Autumn, by Ali Smith
Smith
has written some fine novel, but this work shows that she’s good at setting up
straw men and then burning them down; for example, some of the “bad guys” in
Autumn include officious bureaucrats who give the protagonist (Elisabeth) a
hard time with her passport application and a thesis advisor who tries to
dissuade Elisabeth from writing about a female artist – is he living in 1955 or
what? Billed as a take on Brexit and life in contemporary England and among the
Times’s top 10 books of 2017– but I don’t concur. Not her best book.
The Book of Laughter and Forgetting, by Milan Kundera – 1978
The
two concluding sections are absurd and uncomfortable, with women treated as
objects. This novel may have been a formative work for Kundera, but it’s one
that does not stand up well over time. Read Unbearable Lightness instead.
Desperate Characters, by Paula Fox – 1970
Perhaps
good of its type, but it's a type that seems dated: a novel about a small set
of NY intelligentsia and other professionals and their difficult marriages and
criss-cross of relationships. Nice that the New York Review Books has revived
many classics, but this one is way oversold by Franzen’s glowing introduction.
The Last Tycoon, by F. Scott Fitzgerald - 1941
One
can only imagine that Fitzgerald would have improved The Last Tycoon had he
lived longer and completed this novel. For us, it’s a curiosity at best.
Life and Fate, by Vassily Grossman - completed 1960/published 1980
There
are many fine scenes covering a vast swath of life in the USSR during the seige
of Stalingrad and a few great moments, including some Tolstoyan passages, of musing
on the nature of warfare. But there are far too many pedestrian scenes in which
we get lots of dialogue, often concerning now-obscure points of Soviet history
and ideology, without any clear delineation of character. Couldn’t finish it.
Lincoln at the Bardo,
by George Saunders
It pains me to write this because Saunders has been one of
my favorites since I read his first story colleciotion, Civilwarland. The whole construct of Bardo –
souls speaking from dead to console Lincoln on the death of his son - seems to
me an idea that was poorly framed and never worked out. Great that he won the 2017
Man Booker Prize, but as so often happens: right guy, wrong book.

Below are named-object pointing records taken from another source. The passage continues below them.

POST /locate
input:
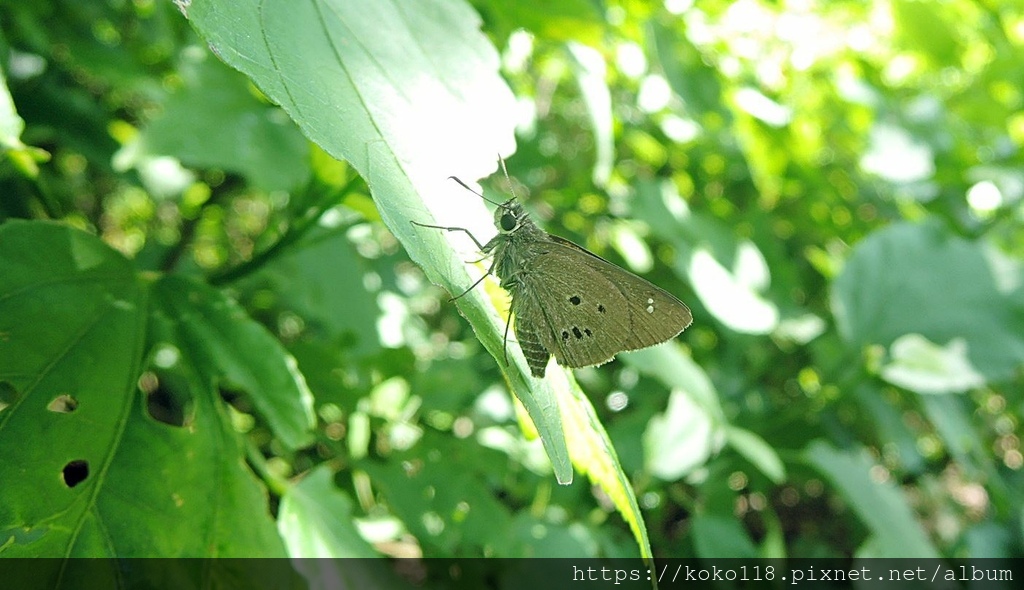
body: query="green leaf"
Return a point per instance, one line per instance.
(927, 368)
(758, 452)
(593, 455)
(881, 506)
(72, 320)
(86, 471)
(216, 121)
(321, 279)
(229, 347)
(406, 118)
(919, 279)
(11, 126)
(315, 519)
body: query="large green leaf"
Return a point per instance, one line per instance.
(406, 118)
(228, 348)
(86, 471)
(920, 279)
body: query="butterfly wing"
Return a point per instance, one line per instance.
(585, 309)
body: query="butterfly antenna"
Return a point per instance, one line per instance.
(507, 179)
(466, 186)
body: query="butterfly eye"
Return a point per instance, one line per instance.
(507, 222)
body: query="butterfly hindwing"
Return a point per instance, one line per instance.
(589, 309)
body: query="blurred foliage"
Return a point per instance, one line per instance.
(836, 190)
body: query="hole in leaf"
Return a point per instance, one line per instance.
(62, 404)
(165, 402)
(76, 472)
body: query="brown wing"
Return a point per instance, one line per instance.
(585, 309)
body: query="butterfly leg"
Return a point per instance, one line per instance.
(463, 229)
(478, 281)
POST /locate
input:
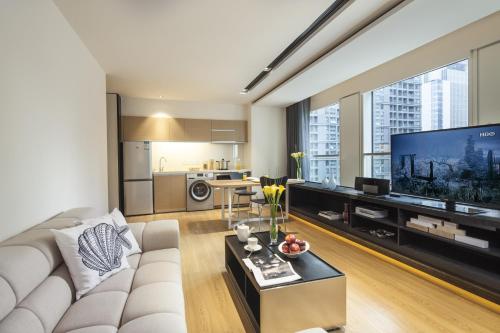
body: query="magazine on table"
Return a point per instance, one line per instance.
(271, 270)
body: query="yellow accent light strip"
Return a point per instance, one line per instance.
(457, 290)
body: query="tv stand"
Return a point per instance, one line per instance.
(472, 268)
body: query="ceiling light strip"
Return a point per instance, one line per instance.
(346, 38)
(314, 28)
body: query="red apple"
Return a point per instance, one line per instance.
(294, 248)
(290, 239)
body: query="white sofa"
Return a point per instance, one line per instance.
(37, 294)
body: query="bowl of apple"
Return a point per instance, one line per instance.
(293, 247)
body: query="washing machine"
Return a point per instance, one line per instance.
(199, 194)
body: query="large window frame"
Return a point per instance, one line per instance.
(370, 153)
(314, 148)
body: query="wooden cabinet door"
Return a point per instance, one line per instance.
(176, 129)
(169, 193)
(145, 129)
(229, 130)
(218, 197)
(198, 130)
(241, 131)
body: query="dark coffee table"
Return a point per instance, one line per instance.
(316, 300)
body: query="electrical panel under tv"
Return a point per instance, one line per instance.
(460, 164)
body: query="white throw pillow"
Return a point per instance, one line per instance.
(92, 252)
(118, 220)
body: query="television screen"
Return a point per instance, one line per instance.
(460, 164)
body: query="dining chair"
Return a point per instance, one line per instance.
(266, 181)
(241, 192)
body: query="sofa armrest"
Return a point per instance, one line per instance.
(161, 234)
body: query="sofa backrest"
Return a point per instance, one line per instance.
(35, 285)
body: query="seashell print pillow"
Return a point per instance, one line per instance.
(118, 220)
(92, 252)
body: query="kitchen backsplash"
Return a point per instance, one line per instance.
(184, 155)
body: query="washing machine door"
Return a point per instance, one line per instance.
(199, 190)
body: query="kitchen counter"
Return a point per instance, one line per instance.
(168, 173)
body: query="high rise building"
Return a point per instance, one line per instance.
(324, 143)
(434, 100)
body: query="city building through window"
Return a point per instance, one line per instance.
(324, 143)
(434, 100)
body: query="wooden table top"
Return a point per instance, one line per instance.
(242, 183)
(231, 183)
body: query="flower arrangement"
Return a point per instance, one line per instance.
(298, 156)
(273, 195)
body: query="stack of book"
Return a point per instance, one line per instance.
(329, 215)
(444, 229)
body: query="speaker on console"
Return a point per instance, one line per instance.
(373, 186)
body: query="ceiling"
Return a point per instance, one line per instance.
(210, 50)
(199, 50)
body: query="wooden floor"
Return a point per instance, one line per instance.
(380, 297)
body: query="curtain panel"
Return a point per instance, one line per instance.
(297, 136)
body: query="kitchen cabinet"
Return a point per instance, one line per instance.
(198, 130)
(183, 130)
(145, 129)
(177, 130)
(229, 131)
(169, 193)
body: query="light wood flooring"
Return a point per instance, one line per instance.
(381, 298)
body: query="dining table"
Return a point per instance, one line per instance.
(228, 186)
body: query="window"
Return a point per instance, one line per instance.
(324, 143)
(436, 100)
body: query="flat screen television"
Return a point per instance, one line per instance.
(455, 165)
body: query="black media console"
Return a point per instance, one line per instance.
(472, 268)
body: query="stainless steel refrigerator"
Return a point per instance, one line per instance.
(137, 178)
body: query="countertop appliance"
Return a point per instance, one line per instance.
(199, 193)
(137, 178)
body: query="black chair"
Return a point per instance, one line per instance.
(241, 191)
(266, 181)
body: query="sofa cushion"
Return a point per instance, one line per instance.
(163, 234)
(50, 300)
(133, 260)
(23, 268)
(92, 310)
(157, 272)
(163, 297)
(165, 255)
(21, 320)
(58, 223)
(121, 281)
(40, 239)
(95, 329)
(154, 323)
(137, 229)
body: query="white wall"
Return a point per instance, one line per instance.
(132, 106)
(267, 141)
(52, 118)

Memoirs of Hadrian, by Margauerite Yourcenar – 1951
If
you want to know the facts about the life of Hadrian why not read a nonfiction,
scholarly work? If you want a great novel on historical themes, however, you
probably should find something that focuses on a moment or period of crisis or
a fraught relationship.
Six Four by Hideo Yokoyama
About
90 percent of the narrative concerns the internecine battle for control w/in a
Japanese regional police department. For a non-Japanese reader, and maybe even
for a Japanese reader, it’s almost impossible to follow the thread of this
narrative and ultimately - do we really care which faction wins? A glowing
page-one review this year in the New York Times Book Review steered me wrong;
couldn’t finish it.
The Sleepwalkers, by Hermann Broch - 1930
This
three-volume novel may have been important in its day, but claims that Broch is
in the same class as Mann, Musil, or even Doblin are in my view overstatements.
Read volume one and half of volume 2 – then quit.
Testing the Current, by William McPherson - 1984
McPherson,
who died in 2017, had a prodigious memory and summoned up the events of a year
in his childhood (this is a personal narrative thinly disguised as a
third-person narrative work of fiction), so the first chapter or so of the
novel seemed promising as he introduces some eccentric characters and establishes
a sense of time (the 1930s) and place (a well-to-do Midwest Protestant summer
colony replete with all of the racial and anti-Semitic prejudices of the day).
But as we proceed through the novel it becomes increasingly apparent that ...
nothing happens! Another NYRB reprint, but not one of their better decisions.